Le contexte géopolitique a changé du jour au lendemain lorsque le président russe Vladimir Poutine a décidé de lancer une offensive militaire contre l’Ukraine le 24 février dernier. Ottawa allouera ainsi 8,1 milliards de plus d’ici 2026-2027 pour « renforcer » les Forces armées canadiennes.

En 2026-2027, le Canada consacrera 1,5 % de son PIB au secteur de la défense, comparativement à 1,36 actuellement. Cet effort ne permettra pas au pays de respecter le critère de 2 % fixé par l’OTAN. Depuis des années, le Canada se fait reprocher d’être à la traîne à ce chapitre. Pour atteindre la cible de l’OTAN, il aurait fallu hausser annuellement d’environ 15 milliards le budget de la Défense nationale.
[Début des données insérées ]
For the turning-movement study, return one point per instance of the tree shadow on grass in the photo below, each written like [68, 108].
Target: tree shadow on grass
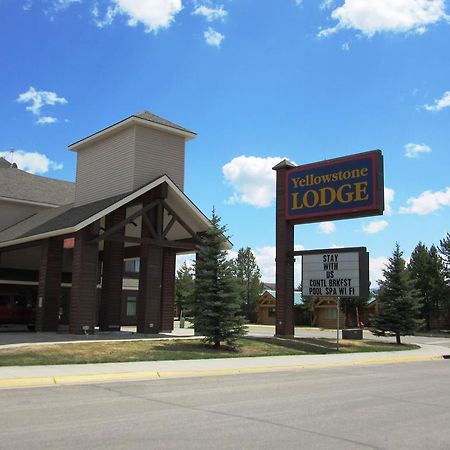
[302, 344]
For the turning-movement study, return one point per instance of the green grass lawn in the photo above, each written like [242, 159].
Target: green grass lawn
[102, 352]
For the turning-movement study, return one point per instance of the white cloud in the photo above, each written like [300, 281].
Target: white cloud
[213, 37]
[46, 120]
[396, 16]
[252, 179]
[210, 13]
[389, 195]
[265, 258]
[107, 19]
[153, 14]
[427, 202]
[414, 150]
[39, 99]
[375, 226]
[59, 5]
[440, 103]
[32, 162]
[327, 4]
[327, 227]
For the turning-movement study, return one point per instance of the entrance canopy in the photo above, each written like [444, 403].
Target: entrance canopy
[182, 220]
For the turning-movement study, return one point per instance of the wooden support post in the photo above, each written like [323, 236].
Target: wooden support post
[151, 270]
[49, 290]
[83, 302]
[112, 276]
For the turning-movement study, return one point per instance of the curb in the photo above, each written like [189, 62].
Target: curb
[66, 380]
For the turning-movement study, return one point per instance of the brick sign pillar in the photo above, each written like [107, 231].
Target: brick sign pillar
[49, 290]
[83, 301]
[284, 258]
[112, 277]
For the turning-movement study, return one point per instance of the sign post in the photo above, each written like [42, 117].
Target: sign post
[341, 188]
[338, 308]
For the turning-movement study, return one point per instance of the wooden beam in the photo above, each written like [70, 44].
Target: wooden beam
[156, 242]
[168, 227]
[122, 224]
[180, 220]
[149, 225]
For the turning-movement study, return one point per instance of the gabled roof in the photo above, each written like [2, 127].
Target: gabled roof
[4, 163]
[16, 184]
[147, 115]
[70, 219]
[144, 118]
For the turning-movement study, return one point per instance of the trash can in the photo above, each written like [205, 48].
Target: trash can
[352, 333]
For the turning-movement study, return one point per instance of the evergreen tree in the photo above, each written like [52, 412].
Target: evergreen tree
[184, 286]
[399, 301]
[248, 277]
[427, 272]
[444, 248]
[215, 308]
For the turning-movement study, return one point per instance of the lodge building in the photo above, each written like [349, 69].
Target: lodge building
[70, 240]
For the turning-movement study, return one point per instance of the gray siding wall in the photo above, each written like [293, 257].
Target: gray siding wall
[158, 153]
[11, 213]
[105, 168]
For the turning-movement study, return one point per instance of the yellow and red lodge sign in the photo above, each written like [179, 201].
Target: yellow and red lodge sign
[340, 188]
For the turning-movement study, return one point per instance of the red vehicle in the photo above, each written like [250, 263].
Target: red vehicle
[16, 308]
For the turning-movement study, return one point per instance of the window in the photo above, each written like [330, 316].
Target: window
[131, 306]
[131, 266]
[21, 300]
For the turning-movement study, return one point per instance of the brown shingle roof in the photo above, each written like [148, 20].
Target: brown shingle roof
[16, 184]
[147, 115]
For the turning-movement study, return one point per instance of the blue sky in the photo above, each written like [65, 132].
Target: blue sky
[258, 81]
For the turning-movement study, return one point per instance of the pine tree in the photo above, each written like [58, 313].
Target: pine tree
[184, 286]
[248, 277]
[215, 308]
[399, 301]
[444, 248]
[420, 270]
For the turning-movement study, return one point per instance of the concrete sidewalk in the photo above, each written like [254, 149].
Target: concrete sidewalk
[30, 376]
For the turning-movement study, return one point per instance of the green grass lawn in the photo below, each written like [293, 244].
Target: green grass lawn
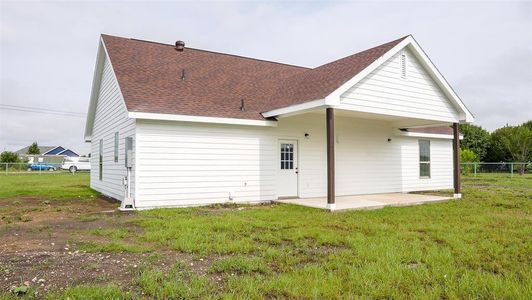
[52, 186]
[478, 247]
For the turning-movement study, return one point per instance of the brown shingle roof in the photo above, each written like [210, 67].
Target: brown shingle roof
[149, 75]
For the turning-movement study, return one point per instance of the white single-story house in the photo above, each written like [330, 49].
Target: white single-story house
[175, 126]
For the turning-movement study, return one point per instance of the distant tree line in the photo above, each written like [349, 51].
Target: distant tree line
[505, 144]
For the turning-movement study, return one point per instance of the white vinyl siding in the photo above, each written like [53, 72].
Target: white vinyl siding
[386, 91]
[182, 163]
[110, 117]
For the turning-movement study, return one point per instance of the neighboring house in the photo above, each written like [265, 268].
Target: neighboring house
[209, 127]
[49, 150]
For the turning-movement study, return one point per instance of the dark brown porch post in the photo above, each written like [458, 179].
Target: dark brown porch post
[330, 159]
[456, 161]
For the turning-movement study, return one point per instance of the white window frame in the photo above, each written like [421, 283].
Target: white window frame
[428, 162]
[403, 65]
[100, 160]
[116, 146]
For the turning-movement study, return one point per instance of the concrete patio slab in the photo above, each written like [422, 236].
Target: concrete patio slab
[373, 201]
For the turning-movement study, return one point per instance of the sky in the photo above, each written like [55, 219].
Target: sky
[48, 49]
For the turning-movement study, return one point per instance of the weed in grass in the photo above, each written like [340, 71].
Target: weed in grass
[177, 283]
[85, 292]
[239, 265]
[88, 218]
[114, 246]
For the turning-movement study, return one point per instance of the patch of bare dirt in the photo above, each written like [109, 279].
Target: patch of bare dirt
[38, 246]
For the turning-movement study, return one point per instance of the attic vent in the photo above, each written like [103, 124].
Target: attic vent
[403, 65]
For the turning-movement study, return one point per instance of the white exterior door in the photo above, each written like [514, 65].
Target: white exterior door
[288, 169]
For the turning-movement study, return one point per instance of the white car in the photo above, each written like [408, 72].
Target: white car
[74, 164]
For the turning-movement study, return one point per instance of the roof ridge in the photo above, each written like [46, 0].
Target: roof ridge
[350, 55]
[215, 52]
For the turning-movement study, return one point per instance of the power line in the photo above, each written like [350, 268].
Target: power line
[42, 110]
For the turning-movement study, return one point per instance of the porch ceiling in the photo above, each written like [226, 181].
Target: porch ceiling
[395, 121]
[373, 201]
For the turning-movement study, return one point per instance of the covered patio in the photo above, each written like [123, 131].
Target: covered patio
[373, 201]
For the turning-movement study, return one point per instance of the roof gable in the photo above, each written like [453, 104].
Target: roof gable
[150, 76]
[320, 82]
[157, 81]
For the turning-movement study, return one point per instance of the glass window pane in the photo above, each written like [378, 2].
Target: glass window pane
[424, 170]
[424, 150]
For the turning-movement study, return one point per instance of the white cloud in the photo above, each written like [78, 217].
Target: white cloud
[48, 49]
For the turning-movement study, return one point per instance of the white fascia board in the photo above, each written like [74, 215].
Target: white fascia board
[294, 109]
[427, 135]
[200, 119]
[465, 114]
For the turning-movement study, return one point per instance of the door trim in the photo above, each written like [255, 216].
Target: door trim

Le budget Freeland prévoit également 940 millions sur cinq ans, dont 690 millions dès cette année, pour soutenir l’Ukraine, qui tente toujours de résister aux offensives de la Russie.

Une taxe bancaire de relance

La pandémie a permis aux institutions financières de faire des affaires d’or et le gouvernement Trudeau a décidé que le temps était venu pour celles-ci de partager. On a néanmoins décidé de couper la poire en deux.

Un « dividende de relance » permettra au gouvernement fédéral de récolter environ 4 milliards sur cinq ans. Il prendra la forme d’un « impôt ponctuel » sur le revenu qui sera étalé en cinq versements égaux annuels. Ottawa justifie cette mesure par ces importantes mesures d’aide pandémiques ayant permis de « réduire les risques de certaines des plus grandes » banques.

Par ailleurs, les compagnies d’assurance vie et les banques verront leur taux d’imposition augmenter de 1,5 point de pourcentage, ce qui permettra de récolter 2 milliards sur cinq ans. Cette mesure ne va toutefois pas aussi loin que les 3 points de pourcentage évoqués par Justin Trudeau lors de la dernière campagne électorale. La promesse avait été critiquée par le secteur bancaire canadien, qui considérait que cela revenait à taxer leurs actionnaires.

Solutions pour pollueurs

Les pollueurs industriels comme les cimentiers ainsi que les entreprises sidérurgiques auront accès à des crédits d’impôt de 2,6 milliards pour déployer des moyens de capter et de stocker le carbone pour réduire leurs émissions de gaz à effet de serre.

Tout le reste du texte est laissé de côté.